En 2011, le dessinateur Gianluca Costantini et le journaliste et écrivain Dario Morgante ont voulu écrire un roman graphique sur l’histoire de WikiLeaks et de son porte-parole, Julian Assange. À l’époque, on savait très peu de choses sur Assange et il était également très difficile de s’appuyer sur les bonnes sources pour raconter son histoire. Ils ont alors commencé à enquêter, puis à transposer en images le parcours d’un jeune Australien qui a grandi en déménageant à plusieurs reprises avec sa mère et son petit frère pendant des années, avant de devenir l’un des hackers les plus célèbres au monde et de représenter une structure capable d’ébranler les États-Unis en révélant leurs secrets au grand public.

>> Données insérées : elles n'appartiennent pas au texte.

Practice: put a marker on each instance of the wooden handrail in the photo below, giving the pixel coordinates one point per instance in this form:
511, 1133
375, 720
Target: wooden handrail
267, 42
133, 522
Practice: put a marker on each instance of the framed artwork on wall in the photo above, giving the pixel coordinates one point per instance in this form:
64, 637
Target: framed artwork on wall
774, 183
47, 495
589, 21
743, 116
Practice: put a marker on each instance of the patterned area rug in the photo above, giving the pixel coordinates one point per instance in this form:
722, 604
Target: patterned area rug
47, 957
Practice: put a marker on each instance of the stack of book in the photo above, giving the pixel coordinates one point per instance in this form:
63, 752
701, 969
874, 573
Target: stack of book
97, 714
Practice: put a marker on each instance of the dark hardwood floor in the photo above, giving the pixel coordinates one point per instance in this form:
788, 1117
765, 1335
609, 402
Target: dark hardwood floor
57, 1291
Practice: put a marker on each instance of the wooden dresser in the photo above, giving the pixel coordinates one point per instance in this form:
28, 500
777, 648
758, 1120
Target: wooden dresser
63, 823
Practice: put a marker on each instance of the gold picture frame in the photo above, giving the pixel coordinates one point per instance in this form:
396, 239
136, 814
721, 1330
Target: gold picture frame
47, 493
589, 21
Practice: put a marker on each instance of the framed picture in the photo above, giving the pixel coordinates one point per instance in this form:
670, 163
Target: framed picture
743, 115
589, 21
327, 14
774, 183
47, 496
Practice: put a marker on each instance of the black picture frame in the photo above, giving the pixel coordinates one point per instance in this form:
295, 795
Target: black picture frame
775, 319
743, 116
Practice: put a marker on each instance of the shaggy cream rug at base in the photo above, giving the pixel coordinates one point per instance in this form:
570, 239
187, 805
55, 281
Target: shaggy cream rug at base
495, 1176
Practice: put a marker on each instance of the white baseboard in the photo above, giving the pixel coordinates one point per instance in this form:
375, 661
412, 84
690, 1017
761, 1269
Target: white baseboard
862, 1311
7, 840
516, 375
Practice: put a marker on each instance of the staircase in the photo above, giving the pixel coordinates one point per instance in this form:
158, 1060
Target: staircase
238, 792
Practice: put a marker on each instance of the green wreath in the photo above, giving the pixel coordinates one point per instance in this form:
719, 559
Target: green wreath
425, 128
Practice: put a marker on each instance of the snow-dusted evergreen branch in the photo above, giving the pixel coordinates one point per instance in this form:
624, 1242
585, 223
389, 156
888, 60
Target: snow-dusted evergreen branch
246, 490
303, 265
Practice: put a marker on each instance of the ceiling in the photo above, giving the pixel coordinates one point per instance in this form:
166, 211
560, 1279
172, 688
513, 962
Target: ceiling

Publié pour la première et unique fois en Italie par Becco Giallo en 2012, le livre a été choisi par Altreconomia pour inaugurer son catalogue dédié aux romans de bande dessinée et sortira quelques jours après la décision tant attendue de la Cour de justice britannique sur son extradition vers les États-Unis, prévue pour le 20 mai. Bien que plus de dix ans se soient écoulés, les auteurs n’ont pas modifié la structure du roman, qui s’achève sur la détention d’Assange à Londres à la suite de la demande d’extradition de la Suède pour une affaire d’inconduite sexuelle fin 2010. Une accusation qui s’est avérée infondée, instrumentalisée comme moyen de pression et de diversion en faveur des alliés américains. Construit selon l’un des schémas les plus classiques de la bande dessinée sérielle italienne, avec six planches de format classique, le récit présente un rythme soutenu, presque musical, et rappelle certains vieux films d’espionnage par la manière dont il ponctue le récit et fait appel aux images, en équilibrant les phases de tension et de relâchement. Bien qu’il s’agisse d’un texte dense, peut-être plus lisible et compréhensible aujourd’hui, étant donné que nous sommes plus familiers avec un monde, celui des hackers, qui en 2011 était encore peu connu, il réussit à insuffler à l’histoire une respiration couvrant différentes périodes et contextes historiques, alternant avec fluidité les années 1970 à la première décennie des années 2000.
Les seules modifications apportées à l’ouvrage, qui a déjà fait l’objet d’une édition australienne semi-clandestine, financée par des associations locales en 2021, concernent essentiellement les dialogues et les légendes, mieux adaptés, la révision de la préface et de la postface, ainsi que l’inclusion de quelques dessins récents de Costantini. L’un d’eux montre un portrait de mariage avec sa femme Stella, d’où Assange était absent, et un autre d’un enfant qui demande : “ Maman, si je dis la vérité, est-ce que j’irai en prison ? ”
Car ce roman graphique n’est pas tant une biographie exhaustive d’Assange qu’une histoire qui contextualise les origines et la mission de WikiLeaks, nous rappelant que l’État et le pouvoir ne peuvent tolérer que l’hypocrisie, le mensonge et les agissements sous couvert de protection de la démocratie soient révélés au grand jour. Lorsque cela se produit, ils s’attaquent à leurs adversaires en mobilisant tout leur pouvoir. Et le plus souvent, ils gagnent.
Julian Assange n’est plus un homme libre depuis 12 ans. Sa santé mentale ne tient qu’à un fil. Sa vie probablement aussi. Pour ses convictions et pour notre liberté, il a déjà payé un trop lourd tribut.
Julian Assange. Par Dario Morgante et Gianluca Costantini. 160 pages en noir et blanc. Altreconomia. 18 euros.